Défaut de Masse et E=mc²
D'Où Vient l'Énergie de Liaison ?
Un noyau pèse moins que la somme de ses protons et neutrons libres. C'est le défaut de masse (Δm), et c'est l'origine de l'énergie de liaison nucléaire.
Formule : B = Δm × c² = [Z × m_p + N × m_n − m(noyau)] × 931,5 MeV/u
Exemple : Fer-56 (²⁵⁶Fe, le noyau commun le plus fortement lié)
- Z = 26 protons, N = 30 neutrons
- Masse de 26 protons libres : 26 × 1,007276 u = 26,189 u
- Masse de 30 neutrons libres : 30 × 1,008665 u = 30,260 u
- Somme des nucléons libres : 56,449 u
- Masse mesurée du noyau ⁵⁶Fe : 55,921 u
- Défaut de masse : Δm = 56,449 − 55,921 = 0,528 u
- Énergie de liaison : B = 0,528 u × 931,5 MeV/u = 492 MeV
- Énergie de liaison par nucléon : B/A = 492/56 = 8,79 MeV/nucléon
Exemple : Uranium-235
- Z = 92, N = 143, A = 235
- Somme des nucléons libres : 92 × 1,007276 + 143 × 1,008665 = 236,908 u
- Masse atomique mesurée de ²³⁵U : 235,044 u (soustraire 92 masses d'électrons : 92 × 0,000549 u = 0,0505 u → masse nucléaire ≈ 234,994 u)
- Défaut de masse : Δm ≈ 236,908 − 234,994 ≈ 1,914 u
- Énergie de liaison : 1,914 × 931,5 ≈ 1 784 MeV total = 7,59 MeV/nucléon
Comparaison : ⁵⁶Fe est plus fortement lié par nucléon que ²³⁵U. C'est la physique derrière laquelle la fission de l'uranium libère de l'énergie : les produits (noyaux de masse moyenne comme le baryum et le krypton) sont plus fortement liés par nucléon que l'uranium.
Courbe d'Énergie de Liaison
Le Graphique le Plus Important en Physique Nucléaire
L'énergie de liaison par nucléon (B/A) tracée en fonction du nombre de masse A révèle toute la logique de l'énergie nucléaire :
Caractéristiques clés de la courbe :
- Montée de A=1 à A~56 : À mesure que les noyaux croissent de l'hydrogène au fer, B/A augmente.
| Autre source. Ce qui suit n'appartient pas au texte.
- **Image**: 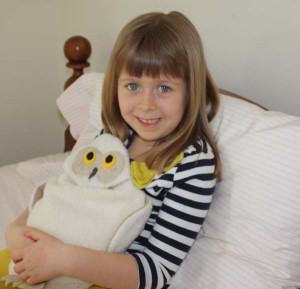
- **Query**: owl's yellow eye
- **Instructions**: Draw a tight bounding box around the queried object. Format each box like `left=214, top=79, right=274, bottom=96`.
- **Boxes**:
left=102, top=154, right=116, bottom=169
left=83, top=150, right=96, bottom=165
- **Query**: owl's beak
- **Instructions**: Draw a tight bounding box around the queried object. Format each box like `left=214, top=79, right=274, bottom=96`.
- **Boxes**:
left=89, top=168, right=98, bottom=179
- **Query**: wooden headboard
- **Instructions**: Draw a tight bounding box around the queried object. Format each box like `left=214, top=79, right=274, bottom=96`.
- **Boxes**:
left=64, top=36, right=266, bottom=152
left=64, top=36, right=92, bottom=152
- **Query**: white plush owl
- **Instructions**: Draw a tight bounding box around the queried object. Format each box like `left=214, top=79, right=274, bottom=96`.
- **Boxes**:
left=5, top=134, right=152, bottom=289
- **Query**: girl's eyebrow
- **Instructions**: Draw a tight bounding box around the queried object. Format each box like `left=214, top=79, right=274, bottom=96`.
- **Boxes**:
left=119, top=76, right=138, bottom=82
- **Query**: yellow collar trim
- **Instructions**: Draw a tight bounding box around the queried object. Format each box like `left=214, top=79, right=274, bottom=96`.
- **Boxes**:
left=130, top=152, right=184, bottom=189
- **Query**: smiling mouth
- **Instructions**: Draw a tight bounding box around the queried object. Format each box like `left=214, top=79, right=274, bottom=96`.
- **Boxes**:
left=137, top=117, right=160, bottom=125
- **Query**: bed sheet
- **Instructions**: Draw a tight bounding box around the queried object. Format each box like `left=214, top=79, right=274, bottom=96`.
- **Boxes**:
left=0, top=153, right=68, bottom=250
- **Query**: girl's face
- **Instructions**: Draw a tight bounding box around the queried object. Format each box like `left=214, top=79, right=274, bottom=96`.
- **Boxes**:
left=118, top=71, right=186, bottom=144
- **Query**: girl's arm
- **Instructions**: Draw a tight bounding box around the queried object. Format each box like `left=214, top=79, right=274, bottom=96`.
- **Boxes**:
left=14, top=229, right=138, bottom=289
left=63, top=245, right=138, bottom=289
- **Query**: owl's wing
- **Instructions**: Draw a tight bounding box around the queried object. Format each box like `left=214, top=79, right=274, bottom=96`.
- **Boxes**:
left=29, top=184, right=46, bottom=209
left=107, top=197, right=152, bottom=252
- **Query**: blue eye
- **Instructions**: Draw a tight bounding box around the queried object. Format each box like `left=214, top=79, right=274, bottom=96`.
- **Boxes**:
left=159, top=85, right=171, bottom=92
left=127, top=83, right=139, bottom=90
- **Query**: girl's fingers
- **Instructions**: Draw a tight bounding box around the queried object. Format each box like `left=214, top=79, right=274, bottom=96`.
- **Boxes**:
left=14, top=261, right=24, bottom=274
left=10, top=249, right=23, bottom=263
left=19, top=271, right=30, bottom=282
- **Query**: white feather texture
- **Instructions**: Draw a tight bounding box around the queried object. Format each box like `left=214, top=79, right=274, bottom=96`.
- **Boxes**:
left=5, top=134, right=152, bottom=289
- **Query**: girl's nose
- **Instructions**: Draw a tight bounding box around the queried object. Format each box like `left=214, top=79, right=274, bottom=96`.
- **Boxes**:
left=139, top=90, right=156, bottom=111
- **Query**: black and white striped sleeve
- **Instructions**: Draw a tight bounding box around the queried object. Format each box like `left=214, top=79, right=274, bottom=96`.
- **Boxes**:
left=128, top=141, right=216, bottom=289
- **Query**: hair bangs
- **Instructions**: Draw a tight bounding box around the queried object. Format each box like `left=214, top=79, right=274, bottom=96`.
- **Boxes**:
left=120, top=29, right=187, bottom=78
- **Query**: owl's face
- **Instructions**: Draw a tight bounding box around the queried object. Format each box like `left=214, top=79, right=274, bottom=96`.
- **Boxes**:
left=65, top=134, right=130, bottom=188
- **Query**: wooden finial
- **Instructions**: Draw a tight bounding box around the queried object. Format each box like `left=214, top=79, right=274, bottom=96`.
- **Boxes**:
left=64, top=36, right=92, bottom=89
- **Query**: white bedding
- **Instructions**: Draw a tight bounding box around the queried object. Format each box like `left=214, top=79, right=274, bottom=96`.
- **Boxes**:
left=0, top=153, right=67, bottom=250
left=0, top=164, right=33, bottom=249
left=0, top=74, right=300, bottom=289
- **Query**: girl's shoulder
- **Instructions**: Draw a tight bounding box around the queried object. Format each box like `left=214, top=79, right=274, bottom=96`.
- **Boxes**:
left=183, top=140, right=214, bottom=159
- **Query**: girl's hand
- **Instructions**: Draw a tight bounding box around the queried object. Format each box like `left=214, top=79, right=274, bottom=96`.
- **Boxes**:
left=12, top=229, right=64, bottom=285
left=6, top=225, right=34, bottom=254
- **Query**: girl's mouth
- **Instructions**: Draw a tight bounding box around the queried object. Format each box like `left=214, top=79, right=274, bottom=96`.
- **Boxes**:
left=137, top=117, right=160, bottom=126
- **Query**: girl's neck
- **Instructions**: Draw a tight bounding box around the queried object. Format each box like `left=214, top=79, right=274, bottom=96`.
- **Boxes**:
left=128, top=135, right=155, bottom=162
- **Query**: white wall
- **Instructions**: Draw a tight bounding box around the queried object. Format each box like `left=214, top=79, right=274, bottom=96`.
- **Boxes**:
left=0, top=0, right=63, bottom=165
left=0, top=0, right=300, bottom=165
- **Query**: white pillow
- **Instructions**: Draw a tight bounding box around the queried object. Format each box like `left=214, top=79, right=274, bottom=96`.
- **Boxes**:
left=21, top=73, right=300, bottom=289
left=171, top=96, right=300, bottom=289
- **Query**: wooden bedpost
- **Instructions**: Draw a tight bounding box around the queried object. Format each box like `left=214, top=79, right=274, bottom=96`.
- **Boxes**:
left=64, top=36, right=92, bottom=152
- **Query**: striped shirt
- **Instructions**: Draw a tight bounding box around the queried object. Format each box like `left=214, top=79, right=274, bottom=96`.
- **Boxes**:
left=127, top=141, right=216, bottom=289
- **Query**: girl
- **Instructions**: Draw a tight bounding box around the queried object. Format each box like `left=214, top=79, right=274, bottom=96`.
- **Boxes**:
left=6, top=12, right=220, bottom=289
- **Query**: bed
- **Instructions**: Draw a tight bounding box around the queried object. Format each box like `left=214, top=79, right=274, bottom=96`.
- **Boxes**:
left=0, top=36, right=300, bottom=289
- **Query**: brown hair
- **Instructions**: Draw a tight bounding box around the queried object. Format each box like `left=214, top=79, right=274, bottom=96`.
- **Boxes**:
left=102, top=12, right=221, bottom=179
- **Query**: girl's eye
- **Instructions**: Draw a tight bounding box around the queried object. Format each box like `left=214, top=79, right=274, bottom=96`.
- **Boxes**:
left=159, top=85, right=171, bottom=92
left=127, top=83, right=139, bottom=91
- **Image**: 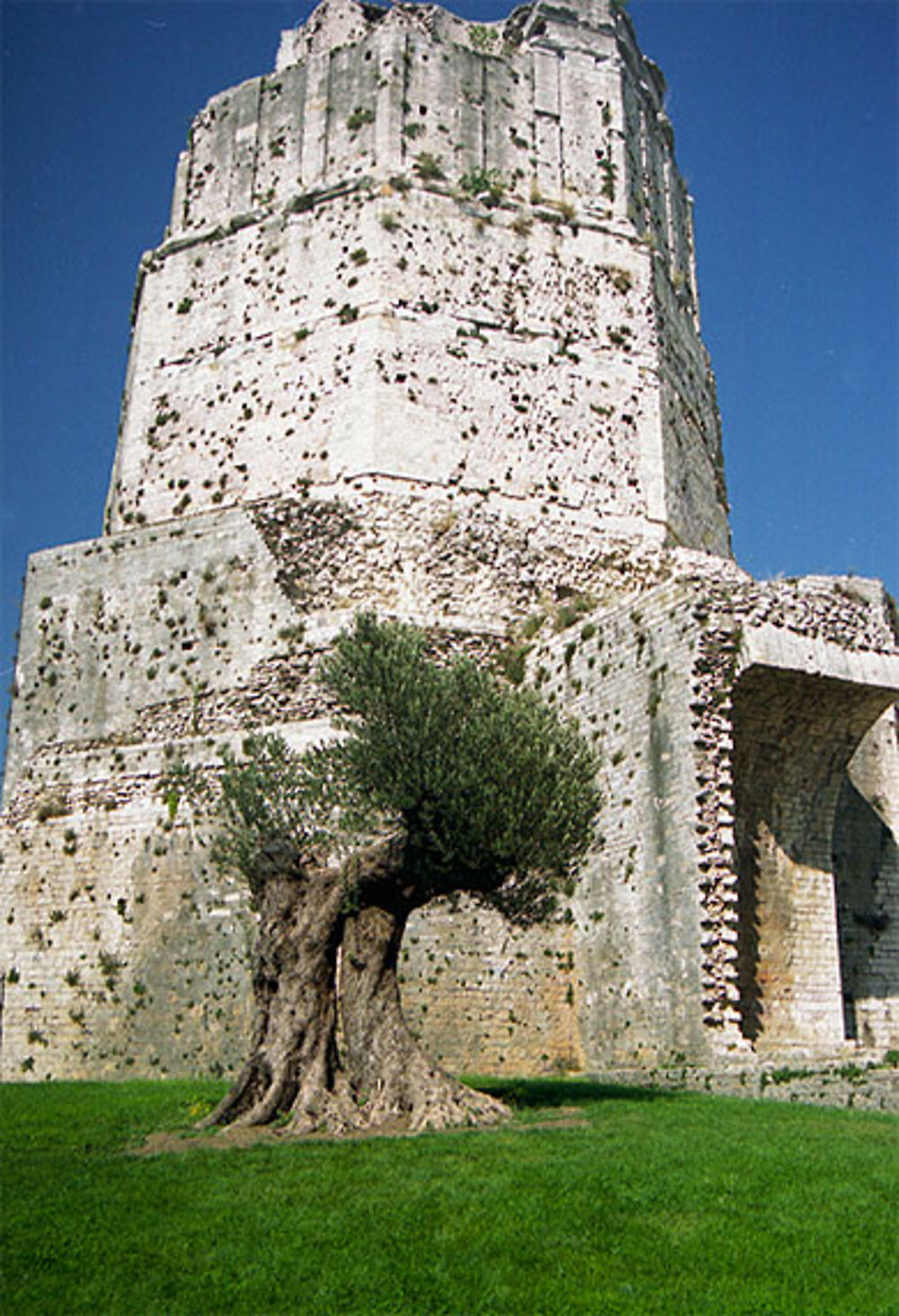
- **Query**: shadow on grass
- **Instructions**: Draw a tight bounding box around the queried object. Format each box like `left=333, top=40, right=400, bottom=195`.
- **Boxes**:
left=467, top=1077, right=681, bottom=1109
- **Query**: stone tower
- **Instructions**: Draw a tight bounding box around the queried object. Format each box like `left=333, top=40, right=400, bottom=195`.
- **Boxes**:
left=3, top=0, right=899, bottom=1077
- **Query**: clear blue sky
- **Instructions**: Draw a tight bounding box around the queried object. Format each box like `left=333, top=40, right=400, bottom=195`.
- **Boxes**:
left=0, top=0, right=899, bottom=742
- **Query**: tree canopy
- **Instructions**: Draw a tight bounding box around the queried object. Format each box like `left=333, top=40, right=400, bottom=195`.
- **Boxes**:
left=215, top=613, right=599, bottom=916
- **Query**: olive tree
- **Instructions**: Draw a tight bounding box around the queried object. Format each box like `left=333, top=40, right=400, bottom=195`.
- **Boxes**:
left=188, top=615, right=598, bottom=1132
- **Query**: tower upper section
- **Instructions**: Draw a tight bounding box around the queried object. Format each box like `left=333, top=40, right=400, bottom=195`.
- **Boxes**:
left=107, top=0, right=728, bottom=553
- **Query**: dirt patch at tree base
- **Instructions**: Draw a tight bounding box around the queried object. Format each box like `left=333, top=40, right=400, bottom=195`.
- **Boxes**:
left=128, top=1106, right=590, bottom=1155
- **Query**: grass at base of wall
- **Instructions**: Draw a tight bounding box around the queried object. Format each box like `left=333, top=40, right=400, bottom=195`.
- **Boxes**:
left=0, top=1080, right=899, bottom=1316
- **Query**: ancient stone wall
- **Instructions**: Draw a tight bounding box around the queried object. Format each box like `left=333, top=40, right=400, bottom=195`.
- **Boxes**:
left=0, top=0, right=899, bottom=1078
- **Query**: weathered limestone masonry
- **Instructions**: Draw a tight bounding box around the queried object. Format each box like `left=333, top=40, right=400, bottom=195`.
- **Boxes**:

Combiner des noyaux légers en plus lourds libère de l'énergie (fusion).
- Pic près de A=56-62 : Le fer-56 (8,79 MeV/nucléon) et le nickel-62 (8,80 MeV/nucléon) se trouvent au pic. Ce sont les noyaux les plus stables : la « cendre » de l'univers issue de la nucléosynthèse stellaire.
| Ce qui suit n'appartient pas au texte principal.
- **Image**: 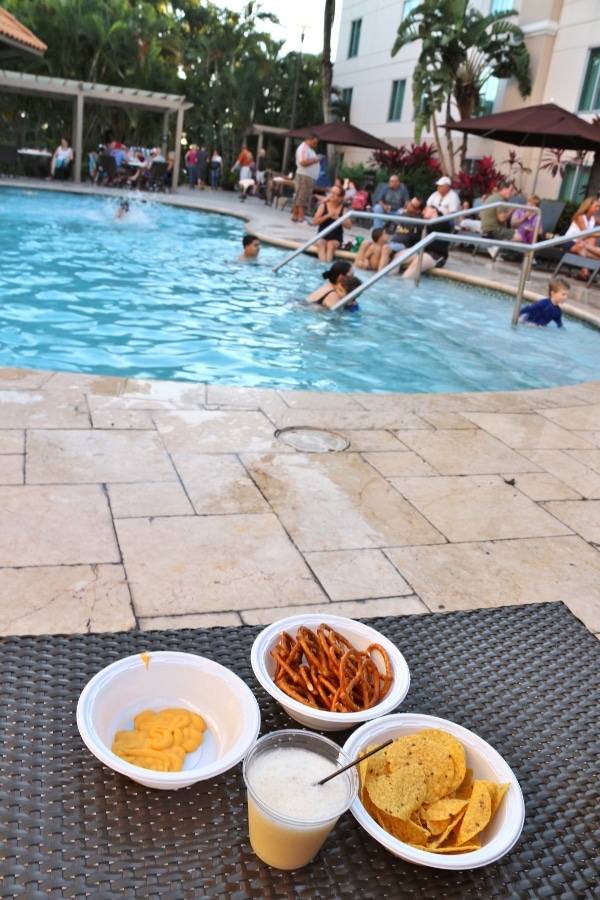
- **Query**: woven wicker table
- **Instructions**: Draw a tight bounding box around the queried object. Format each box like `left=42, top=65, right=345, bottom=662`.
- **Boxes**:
left=0, top=603, right=600, bottom=900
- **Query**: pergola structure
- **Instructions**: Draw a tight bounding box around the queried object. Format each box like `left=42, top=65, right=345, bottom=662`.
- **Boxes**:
left=0, top=69, right=193, bottom=190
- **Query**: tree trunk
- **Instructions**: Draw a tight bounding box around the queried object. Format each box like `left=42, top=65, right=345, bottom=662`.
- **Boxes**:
left=321, top=0, right=335, bottom=122
left=587, top=150, right=600, bottom=197
left=321, top=0, right=335, bottom=177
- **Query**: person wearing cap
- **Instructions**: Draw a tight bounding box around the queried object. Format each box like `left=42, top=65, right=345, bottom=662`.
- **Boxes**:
left=292, top=131, right=325, bottom=225
left=427, top=175, right=460, bottom=216
left=373, top=175, right=410, bottom=228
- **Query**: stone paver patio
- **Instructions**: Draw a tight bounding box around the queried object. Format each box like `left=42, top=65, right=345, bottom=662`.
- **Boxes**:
left=0, top=180, right=600, bottom=635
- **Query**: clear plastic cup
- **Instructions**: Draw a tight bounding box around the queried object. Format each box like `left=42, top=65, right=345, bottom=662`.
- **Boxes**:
left=244, top=729, right=358, bottom=869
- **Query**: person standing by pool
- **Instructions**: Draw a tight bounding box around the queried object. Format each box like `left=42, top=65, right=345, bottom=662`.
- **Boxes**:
left=519, top=278, right=570, bottom=328
left=185, top=144, right=198, bottom=191
left=198, top=144, right=210, bottom=191
left=292, top=131, right=325, bottom=225
left=427, top=175, right=460, bottom=216
left=306, top=259, right=354, bottom=304
left=50, top=138, right=73, bottom=181
left=402, top=205, right=452, bottom=278
left=209, top=150, right=223, bottom=191
left=354, top=228, right=389, bottom=272
left=313, top=184, right=352, bottom=262
left=373, top=175, right=410, bottom=228
left=479, top=181, right=515, bottom=259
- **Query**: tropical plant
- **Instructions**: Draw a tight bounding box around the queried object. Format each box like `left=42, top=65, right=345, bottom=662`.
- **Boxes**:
left=452, top=156, right=504, bottom=201
left=500, top=150, right=531, bottom=194
left=392, top=0, right=531, bottom=174
left=373, top=142, right=441, bottom=197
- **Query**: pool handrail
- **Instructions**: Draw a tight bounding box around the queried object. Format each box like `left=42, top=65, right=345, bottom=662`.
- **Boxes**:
left=329, top=221, right=600, bottom=325
left=271, top=200, right=524, bottom=272
left=273, top=200, right=600, bottom=325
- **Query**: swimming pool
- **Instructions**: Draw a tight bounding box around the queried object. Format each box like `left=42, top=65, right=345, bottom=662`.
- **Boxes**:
left=0, top=188, right=600, bottom=393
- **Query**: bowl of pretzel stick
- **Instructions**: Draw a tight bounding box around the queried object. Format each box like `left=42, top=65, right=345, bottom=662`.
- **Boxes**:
left=250, top=614, right=410, bottom=731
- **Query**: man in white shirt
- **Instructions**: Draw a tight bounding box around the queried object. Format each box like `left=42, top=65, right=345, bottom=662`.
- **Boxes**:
left=427, top=175, right=460, bottom=216
left=292, top=132, right=325, bottom=225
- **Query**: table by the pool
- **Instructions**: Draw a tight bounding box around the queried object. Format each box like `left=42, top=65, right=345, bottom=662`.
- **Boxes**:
left=0, top=603, right=600, bottom=900
left=17, top=147, right=52, bottom=178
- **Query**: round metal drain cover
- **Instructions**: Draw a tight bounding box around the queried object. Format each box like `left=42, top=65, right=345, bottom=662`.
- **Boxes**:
left=275, top=425, right=350, bottom=453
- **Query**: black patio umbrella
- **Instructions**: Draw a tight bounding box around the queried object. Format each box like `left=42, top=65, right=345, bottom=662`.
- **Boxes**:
left=282, top=122, right=396, bottom=150
left=444, top=103, right=600, bottom=191
left=444, top=103, right=600, bottom=150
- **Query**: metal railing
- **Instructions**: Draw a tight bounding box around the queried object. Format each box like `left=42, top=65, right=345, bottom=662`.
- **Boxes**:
left=273, top=201, right=600, bottom=325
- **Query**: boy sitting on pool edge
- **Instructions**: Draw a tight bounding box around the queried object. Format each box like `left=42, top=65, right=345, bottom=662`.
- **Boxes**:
left=519, top=278, right=570, bottom=328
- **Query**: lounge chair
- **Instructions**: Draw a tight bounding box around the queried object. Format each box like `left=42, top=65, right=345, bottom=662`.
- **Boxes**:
left=552, top=253, right=600, bottom=288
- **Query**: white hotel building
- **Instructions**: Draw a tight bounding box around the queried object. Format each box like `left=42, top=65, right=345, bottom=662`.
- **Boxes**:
left=333, top=0, right=600, bottom=199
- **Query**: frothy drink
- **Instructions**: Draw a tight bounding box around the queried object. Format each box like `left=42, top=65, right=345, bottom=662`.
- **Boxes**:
left=244, top=731, right=357, bottom=869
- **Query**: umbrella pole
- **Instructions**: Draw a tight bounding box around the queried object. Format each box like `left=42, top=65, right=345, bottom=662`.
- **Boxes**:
left=531, top=144, right=545, bottom=194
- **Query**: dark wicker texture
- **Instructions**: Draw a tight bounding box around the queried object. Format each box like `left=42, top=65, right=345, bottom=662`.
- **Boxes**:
left=0, top=603, right=600, bottom=900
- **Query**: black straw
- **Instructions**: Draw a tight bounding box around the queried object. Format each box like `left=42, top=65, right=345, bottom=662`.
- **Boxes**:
left=317, top=738, right=394, bottom=784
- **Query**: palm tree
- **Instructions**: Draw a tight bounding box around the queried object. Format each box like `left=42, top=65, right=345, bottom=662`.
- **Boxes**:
left=392, top=0, right=531, bottom=174
left=321, top=0, right=335, bottom=122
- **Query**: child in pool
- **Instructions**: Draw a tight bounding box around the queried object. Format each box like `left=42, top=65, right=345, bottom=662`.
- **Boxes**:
left=311, top=275, right=362, bottom=312
left=519, top=278, right=569, bottom=328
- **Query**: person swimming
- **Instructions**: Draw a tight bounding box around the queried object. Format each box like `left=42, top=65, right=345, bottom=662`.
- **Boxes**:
left=306, top=259, right=354, bottom=306
left=115, top=200, right=129, bottom=219
left=309, top=267, right=362, bottom=312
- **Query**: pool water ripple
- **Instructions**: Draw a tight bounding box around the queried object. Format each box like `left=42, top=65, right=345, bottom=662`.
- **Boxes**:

- Déclin progressif de A=56 à A=238 : Les noyaux lourds sont moins fortement liés par nucléon que le fer. À mesure que la répulsion coulombienne s'accumule avec chaque proton ajouté, l'énergie de liaison par nucléon chute. Diviser des noyaux lourds en noyaux de masse moyenne libère de l'énergie (fission).
- Bosses notables : Les nombres magiques créent des pics locaux : l'hélium-4 (7,07 MeV/nucléon) se trouve manifestement au-dessus de la tendance pour sa plage de masse.
Énergie libérée dans la fission de U-235 :
U-235 a B/A ≈ 7,59 MeV/nucléon. Les produits de fission typiques (par exemple, Ba-141 et Kr-92) ont B/A ≈ 8,4 MeV/nucléon.
Énergie libérée ≈ (8,4 − 7,59) × 235 ≈ 0,81 × 235 ≈ 190 MeV par fission
(Plus ~10 MeV provenant de l'énergie cinétique des neutrons prompts et des rayons gamma, total ~200 MeV par fission)
Énergie libérée dans la fusion D-T :
D (²H, B/A = 1,11 MeV) + T (³H, B/A = 2,83 MeV) → ⁴He (B/A = 7,07 MeV) + n
Q = [m(D) + m(T) − m(⁴He) − m(n)] × 931,5 MeV/u = 17,6 MeV par réaction
Par kilogramme de combustible D-T : ~3,4 × 10¹⁴ J = 340 TJ/kg : contre ~43 MJ/kg pour l'essence (facteur d'environ 8 millions)
Pourquoi le Fer Marque la Fin de la Nucléosynthèse Stellaire
Les étoiles produisent de l'énergie en fusionnant des noyaux plus légers en plus lourds : l'hydrogène en hélium, l'hélium en carbone, et ainsi de suite. Chaque étape de fusion libère de l'énergie parce que le produit est plus fortement lié par nucléon que les réactifs.
Lorsque le cœur d'une étoile massive atteint le fer, la fusion s'arrête.
Comment Fonctionne la Fission
Fission Nucléaire : Diviser le Noyau Lourd
La fission se produit quand un noyau lourd (typiquement A > 230) absorbe un neutron et devient si déformé que la force forte ne peut plus le maintenir uni contre la répulsion coulombienne.
Le processus de fission :
1. Le noyau absorbe un neutron → devient ²³⁶U* (noyau composé excité)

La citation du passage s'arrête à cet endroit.